Aaron Fenster

Upon the successful completion of our research, ultrasound-guided prostate biopsy will be less operator-dependent, more reproducible, have improved positive yield on the first biopsy, and improved planning and guidance on repeat biopsy. This would represent a major improvement over current practice. In addition, the tools developed here could also be adapted to 3D US-guided biopsy of other organs such as the liver and breast. Based on our earlier experience with 3D ultrasound-guided prostate cryosurgery and brachytherapy, these innovations could be used routinely clinically within about 2 years after completion of the prototype development.

Better ways to identify patients with increased risk for stroke, and better ways to treat and monitor these patients will have an enormous impact. We are developing 3D carotid ultrasound imaging that can provide cost-effective, sensitive and specific atherosclerosis measurement tools, which are critically needed to define novel risk factors that aggravate atherosclerosis, and to assess efficacy and safety of therapies for carotid atherosclerosis.

Our goal is to make 3D carotid ultrasound a routine and reproducible tool for physicians monitoring their patients for carotid plaque progression/regression in response to therapy, and for quantifying changes in carotid atherosclerosis in clinical trials.
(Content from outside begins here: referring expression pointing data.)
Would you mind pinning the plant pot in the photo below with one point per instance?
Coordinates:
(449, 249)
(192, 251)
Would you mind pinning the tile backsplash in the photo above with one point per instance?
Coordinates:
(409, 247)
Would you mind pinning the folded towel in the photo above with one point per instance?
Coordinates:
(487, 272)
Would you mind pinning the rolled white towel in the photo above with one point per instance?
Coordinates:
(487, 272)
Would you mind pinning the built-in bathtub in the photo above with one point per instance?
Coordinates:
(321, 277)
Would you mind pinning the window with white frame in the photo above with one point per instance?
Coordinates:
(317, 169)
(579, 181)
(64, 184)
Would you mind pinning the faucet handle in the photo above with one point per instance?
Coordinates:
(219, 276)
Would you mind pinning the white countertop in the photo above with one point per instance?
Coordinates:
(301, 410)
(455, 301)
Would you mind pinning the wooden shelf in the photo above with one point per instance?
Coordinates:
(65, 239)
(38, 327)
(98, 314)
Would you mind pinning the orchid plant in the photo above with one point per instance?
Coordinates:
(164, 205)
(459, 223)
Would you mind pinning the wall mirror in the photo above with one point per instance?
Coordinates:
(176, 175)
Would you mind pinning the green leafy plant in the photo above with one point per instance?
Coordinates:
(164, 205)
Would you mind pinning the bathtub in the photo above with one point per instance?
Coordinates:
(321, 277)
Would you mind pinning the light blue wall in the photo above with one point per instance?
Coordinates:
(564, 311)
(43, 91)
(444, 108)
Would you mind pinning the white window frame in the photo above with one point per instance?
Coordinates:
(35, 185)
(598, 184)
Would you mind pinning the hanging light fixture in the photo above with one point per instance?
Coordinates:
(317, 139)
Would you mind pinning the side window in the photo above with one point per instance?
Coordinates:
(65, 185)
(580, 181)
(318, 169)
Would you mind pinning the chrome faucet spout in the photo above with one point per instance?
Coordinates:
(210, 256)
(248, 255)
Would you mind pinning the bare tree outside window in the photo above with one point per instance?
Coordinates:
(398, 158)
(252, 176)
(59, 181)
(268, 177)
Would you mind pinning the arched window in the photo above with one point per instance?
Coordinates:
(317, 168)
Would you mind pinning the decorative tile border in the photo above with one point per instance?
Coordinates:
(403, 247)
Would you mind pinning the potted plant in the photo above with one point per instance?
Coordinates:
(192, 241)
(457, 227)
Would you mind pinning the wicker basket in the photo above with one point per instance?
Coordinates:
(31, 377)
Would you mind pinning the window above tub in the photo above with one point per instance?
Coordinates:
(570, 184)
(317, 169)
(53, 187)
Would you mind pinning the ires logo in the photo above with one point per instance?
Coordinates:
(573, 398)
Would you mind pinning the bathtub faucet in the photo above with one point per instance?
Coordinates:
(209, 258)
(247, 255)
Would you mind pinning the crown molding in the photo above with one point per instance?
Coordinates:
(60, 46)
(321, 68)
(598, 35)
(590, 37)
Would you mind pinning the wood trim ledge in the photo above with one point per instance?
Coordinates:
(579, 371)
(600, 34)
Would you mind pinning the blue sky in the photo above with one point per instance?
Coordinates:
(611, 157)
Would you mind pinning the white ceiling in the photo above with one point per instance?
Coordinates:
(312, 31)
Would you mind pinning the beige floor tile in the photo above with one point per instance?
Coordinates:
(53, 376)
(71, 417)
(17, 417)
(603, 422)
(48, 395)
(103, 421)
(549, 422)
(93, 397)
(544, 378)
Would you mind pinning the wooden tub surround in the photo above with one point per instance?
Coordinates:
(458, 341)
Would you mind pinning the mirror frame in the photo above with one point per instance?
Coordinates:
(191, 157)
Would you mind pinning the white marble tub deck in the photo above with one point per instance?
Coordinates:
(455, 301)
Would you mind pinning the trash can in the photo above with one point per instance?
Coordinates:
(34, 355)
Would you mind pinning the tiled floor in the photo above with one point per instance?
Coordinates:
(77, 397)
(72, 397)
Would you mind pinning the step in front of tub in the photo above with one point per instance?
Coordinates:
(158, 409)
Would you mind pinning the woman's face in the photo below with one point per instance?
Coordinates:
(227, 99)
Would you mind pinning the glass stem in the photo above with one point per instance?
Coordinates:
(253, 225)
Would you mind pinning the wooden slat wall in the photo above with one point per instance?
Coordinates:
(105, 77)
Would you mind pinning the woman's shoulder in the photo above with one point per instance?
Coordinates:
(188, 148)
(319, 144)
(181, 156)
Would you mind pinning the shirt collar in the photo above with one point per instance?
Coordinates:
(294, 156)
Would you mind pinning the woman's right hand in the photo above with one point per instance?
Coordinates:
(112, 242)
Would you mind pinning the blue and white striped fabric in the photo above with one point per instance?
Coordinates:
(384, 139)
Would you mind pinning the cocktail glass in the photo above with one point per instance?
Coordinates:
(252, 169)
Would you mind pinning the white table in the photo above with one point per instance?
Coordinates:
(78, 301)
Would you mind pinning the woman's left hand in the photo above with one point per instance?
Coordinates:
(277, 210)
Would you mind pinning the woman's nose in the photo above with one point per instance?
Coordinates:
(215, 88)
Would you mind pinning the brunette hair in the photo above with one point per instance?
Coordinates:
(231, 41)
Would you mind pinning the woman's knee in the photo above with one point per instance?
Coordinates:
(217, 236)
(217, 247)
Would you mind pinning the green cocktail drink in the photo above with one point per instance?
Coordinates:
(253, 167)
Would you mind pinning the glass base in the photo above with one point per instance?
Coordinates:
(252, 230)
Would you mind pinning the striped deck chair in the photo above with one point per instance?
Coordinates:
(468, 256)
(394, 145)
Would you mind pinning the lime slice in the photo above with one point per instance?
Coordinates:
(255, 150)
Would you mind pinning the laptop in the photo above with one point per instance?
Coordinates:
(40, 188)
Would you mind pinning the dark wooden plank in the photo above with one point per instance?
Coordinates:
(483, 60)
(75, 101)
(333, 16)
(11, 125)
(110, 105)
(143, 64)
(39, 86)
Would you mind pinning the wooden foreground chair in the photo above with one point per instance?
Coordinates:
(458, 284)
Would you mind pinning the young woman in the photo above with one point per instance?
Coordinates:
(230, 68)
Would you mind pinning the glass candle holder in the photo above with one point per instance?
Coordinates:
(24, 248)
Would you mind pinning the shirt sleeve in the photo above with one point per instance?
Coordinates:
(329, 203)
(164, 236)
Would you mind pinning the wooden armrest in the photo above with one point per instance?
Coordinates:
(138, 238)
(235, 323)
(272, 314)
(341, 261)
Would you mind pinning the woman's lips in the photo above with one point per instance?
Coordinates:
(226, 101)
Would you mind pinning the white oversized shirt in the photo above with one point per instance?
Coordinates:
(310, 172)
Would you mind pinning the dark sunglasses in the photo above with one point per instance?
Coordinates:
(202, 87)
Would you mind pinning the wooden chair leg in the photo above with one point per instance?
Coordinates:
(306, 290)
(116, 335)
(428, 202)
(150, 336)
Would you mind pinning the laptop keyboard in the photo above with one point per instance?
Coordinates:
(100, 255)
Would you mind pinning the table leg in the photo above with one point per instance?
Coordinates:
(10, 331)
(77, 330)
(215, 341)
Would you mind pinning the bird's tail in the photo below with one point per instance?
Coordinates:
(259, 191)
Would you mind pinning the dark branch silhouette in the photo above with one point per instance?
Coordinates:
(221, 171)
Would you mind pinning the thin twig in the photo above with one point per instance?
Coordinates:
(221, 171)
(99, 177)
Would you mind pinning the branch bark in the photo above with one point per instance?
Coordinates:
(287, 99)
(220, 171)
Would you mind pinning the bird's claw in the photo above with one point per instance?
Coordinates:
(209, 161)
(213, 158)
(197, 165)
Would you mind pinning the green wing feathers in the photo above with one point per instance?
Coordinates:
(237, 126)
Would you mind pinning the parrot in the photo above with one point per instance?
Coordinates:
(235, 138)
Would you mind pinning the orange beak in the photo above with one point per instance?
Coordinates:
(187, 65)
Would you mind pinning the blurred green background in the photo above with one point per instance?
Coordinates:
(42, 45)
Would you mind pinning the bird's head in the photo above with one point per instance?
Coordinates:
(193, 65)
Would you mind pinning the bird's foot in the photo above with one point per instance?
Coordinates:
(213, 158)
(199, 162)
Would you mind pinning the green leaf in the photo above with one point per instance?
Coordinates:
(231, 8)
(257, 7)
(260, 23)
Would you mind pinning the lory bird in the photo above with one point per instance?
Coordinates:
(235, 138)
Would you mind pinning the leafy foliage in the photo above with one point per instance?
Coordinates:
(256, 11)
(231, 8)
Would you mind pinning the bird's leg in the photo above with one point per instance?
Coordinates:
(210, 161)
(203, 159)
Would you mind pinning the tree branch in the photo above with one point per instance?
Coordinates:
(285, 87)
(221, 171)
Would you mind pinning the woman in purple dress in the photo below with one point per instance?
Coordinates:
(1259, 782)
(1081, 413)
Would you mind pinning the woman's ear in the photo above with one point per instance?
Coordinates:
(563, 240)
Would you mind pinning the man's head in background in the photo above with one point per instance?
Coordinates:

Our tools will be used: i) to help identify the important factors that will distinguish patients who have vulnerable plaques; ii) to provide a cost-effective and sensitive method to assess carotid plaque progression and regression; iii) to provide useful information of the response of plaques to plaque stabilization therapies, and iv) to provide validated and reproducible biologic endpoints for therapeutic trials that could significantly reduce the sample sizes required to achieve statistical significance.

Advances in imaging with the potential to identify all prostate lesions, and improvements in biopsy techniques, have allowed physicians to consider the option of a properly executed focal ablative prostate cancer therapy on rigorously selected patients.  This therapy approach could provide definitive management with minimal treatment-related morbidity.

Our research promises to provide an accurate 3D ultrasound and MRI-guided focal prostate therapy system with  improved planning and guidance, and allow patients with enlarged prostates to be treated. This would represent a major improvement over current practice as the improved targeting and needle guidance with combined 3D TRUS and MR images would allow accurate and precise cancer foci to be targeted.  Thus, technology would provide a viable option for patients who are candidates for focal prostate cancer ablation with its reduced treatment morbidity.